Published online by Cambridge University Press: 05 May 2013
The encounter of anthropology and law
Anthropology is a schizophrenic discipline. Often riven by mutually excluding factions and orientations – sometimes embodied in rival sub-disciplines, sometimes displayed over the course of a single individual’s career – the main fault line commonly separates claims of cultural uniqueness from claims to the discovery of universal features of human social and conceptual life. To some the question is not unlike that posed in philosophy and other disciplines: are human communities so incommensurable as to frustrate any useful generalizations, or may one overcome this seeming diversity by the discovery of deeper structures and principles that demonstrate unity at the level from which variation is itself generated? From the side of the particularists comes the claim that such generalizations are either trivial or untrue; from the side of the universalists comes a set of theories – functionalist, structuralist, evolutionary – each of which may claim total explanatory power.

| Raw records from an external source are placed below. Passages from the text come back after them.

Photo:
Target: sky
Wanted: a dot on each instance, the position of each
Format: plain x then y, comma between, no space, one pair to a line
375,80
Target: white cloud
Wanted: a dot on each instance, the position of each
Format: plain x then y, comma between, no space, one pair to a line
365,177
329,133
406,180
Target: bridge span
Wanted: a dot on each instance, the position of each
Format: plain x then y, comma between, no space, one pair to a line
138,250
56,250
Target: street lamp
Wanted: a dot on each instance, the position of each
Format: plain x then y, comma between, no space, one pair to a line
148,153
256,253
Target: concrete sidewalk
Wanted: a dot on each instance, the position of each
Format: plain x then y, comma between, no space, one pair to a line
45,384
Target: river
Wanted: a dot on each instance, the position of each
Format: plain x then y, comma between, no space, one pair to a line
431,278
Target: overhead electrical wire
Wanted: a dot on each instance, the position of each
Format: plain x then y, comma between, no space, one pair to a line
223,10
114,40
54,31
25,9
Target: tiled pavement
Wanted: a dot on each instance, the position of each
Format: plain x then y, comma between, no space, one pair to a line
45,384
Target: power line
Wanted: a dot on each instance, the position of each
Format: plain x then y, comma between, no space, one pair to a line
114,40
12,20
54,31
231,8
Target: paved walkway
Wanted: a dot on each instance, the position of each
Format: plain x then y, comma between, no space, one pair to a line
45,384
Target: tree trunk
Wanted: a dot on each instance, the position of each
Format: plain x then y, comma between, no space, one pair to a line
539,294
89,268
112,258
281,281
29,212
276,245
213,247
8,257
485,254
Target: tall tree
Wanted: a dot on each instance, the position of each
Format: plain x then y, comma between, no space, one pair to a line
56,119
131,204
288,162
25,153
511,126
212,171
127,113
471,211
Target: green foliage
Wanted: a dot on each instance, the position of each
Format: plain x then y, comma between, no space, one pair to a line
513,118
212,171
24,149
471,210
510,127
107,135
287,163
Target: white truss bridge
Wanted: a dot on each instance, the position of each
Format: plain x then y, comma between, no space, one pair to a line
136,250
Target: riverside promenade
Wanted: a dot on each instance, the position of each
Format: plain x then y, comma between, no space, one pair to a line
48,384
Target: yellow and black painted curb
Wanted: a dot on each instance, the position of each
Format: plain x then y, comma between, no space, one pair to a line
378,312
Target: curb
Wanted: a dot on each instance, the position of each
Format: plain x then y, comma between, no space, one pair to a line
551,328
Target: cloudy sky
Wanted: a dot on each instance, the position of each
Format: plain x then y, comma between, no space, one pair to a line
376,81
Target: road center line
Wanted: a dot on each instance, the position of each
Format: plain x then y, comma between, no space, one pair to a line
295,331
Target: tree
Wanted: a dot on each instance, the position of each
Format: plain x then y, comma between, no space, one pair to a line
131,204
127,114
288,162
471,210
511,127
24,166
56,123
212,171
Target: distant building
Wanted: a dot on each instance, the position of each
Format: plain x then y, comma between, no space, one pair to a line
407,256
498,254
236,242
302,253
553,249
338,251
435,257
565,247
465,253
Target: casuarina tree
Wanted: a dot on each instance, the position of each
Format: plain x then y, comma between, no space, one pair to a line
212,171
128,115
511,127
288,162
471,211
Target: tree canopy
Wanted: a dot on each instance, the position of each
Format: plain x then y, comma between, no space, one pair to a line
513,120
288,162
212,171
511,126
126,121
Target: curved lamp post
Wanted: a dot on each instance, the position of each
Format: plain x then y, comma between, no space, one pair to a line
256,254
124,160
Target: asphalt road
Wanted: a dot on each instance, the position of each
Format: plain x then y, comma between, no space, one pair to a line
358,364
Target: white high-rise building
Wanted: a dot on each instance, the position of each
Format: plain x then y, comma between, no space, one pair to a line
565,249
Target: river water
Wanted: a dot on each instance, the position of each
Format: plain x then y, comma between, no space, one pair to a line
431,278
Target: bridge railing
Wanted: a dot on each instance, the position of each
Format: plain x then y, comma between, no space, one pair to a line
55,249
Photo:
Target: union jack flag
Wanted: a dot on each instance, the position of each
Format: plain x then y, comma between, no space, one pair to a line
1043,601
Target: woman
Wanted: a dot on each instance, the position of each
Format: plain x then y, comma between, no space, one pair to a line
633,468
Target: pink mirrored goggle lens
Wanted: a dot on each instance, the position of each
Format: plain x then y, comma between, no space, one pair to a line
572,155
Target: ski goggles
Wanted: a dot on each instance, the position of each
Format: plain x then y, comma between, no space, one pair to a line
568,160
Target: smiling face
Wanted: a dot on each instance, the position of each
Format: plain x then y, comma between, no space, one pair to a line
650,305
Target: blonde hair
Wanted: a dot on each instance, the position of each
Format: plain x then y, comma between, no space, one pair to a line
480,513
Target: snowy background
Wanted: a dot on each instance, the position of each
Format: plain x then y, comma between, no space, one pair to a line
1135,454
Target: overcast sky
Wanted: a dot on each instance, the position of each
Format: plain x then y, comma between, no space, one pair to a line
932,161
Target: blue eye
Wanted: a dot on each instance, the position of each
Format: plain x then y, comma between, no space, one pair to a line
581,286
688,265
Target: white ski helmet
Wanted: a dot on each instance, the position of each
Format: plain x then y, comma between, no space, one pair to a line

Whether the particular domain for pursuing this debate lies in a sub-field of the economic, the familial, the political, or the religious, the capacity of the ideas generated in one domain to contribute to the broader issues raised in the discipline as a whole are, notwithstanding the more exaggerated claims, often simultaneously significant and limited. Nowhere is this truer than in the contributions of anthropology to the study of law.